Esa ausencia de una extrema derecha xenófoba es, creo, un mérito del sistema político español y una consecuencia histórica del esfuerzo de tolerancia que las generaciones sucesivas, desde la Transición hasta el presente, han sabido desarrollar. Ahora bien, al igual que Alemania, España no está exenta de riesgos. Los movimientos articulados de la ultraderecha xenófoba comienzan casi siempre en los niveles locales mediante candidaturas aisladas que, si prosperan, van creando una red y un ambiente susceptible de crear organizaciones de implantación amplia. De ahí que las políticas de inmigración -que remiten a una sensata integración de los foráneos- y las de orden público sean absolutamente estratégicas. En el ámbito de las primeras, casi en su epicentro, se encuentran las creencias religiosas y los hábitos de convivencia. La política multicultural -por la que se inclina la izquierda- no es la mejor, porque establece en una misma sociedad compartimentos estancos. Resultan mejor las políticas integracionistas respetuosas con las libertades religiosas y de expresión, pero exigentes en el respeto a los valores de las sociedades de acogidas.
En España -ha ocurrido en Cataluña, en donde existe ya una problemática seria- se están comenzando a producir desequilibrios y desencuentros -por ejemplo, con el uso de las prendas tradicionales de las mujeres musulmanas- que generan chispazos de confrontación. No sería en modo alguno improbable que en no pocos municipios haya candidaturas para las próximas municipales cuyo discurso tenga tintes xenófobos y ultras. Sería regresivo que un país que como el nuestro que ha sabido contener la convulsión xenófoba e hipernacionalista que condiciona en Europa a los grandes partidos -de centro derecha y socialdemócratas- rompa con una tradición democrática impecable. Compatible, por cierto, con políticas de inmigración rigurosas.

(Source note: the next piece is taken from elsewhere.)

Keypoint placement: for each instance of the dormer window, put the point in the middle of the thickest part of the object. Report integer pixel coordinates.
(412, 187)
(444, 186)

Como en Alemania con la CDU, en España el Partido Popular se puede apuntar el logro de aglutinar en una organización de espectro muy amplio -y por ello existen tensiones en su seno- a toda la derecha. ¿Por cuánto tiempo más? En mi opinión, no demasiado, porque la crisis económica, el desempleo y la insolidaridad favorecen el cuarteamiento de los espacios políticos e ideológicos. Y porque entre el electorado del PP existen síntomas, expresados indirectamente en determinados discursos mediáticos, de que el esfuerzo de cohesionar a grupos tan diferentes resulta excesivo e ineficiente. El Partido Popular -y el grueso natural de su electorado- no son de chicle. Y al final, lo que ocurre en el resto de Europa termina por suceder también aquí. Con retraso, pero de manera casi indefectible.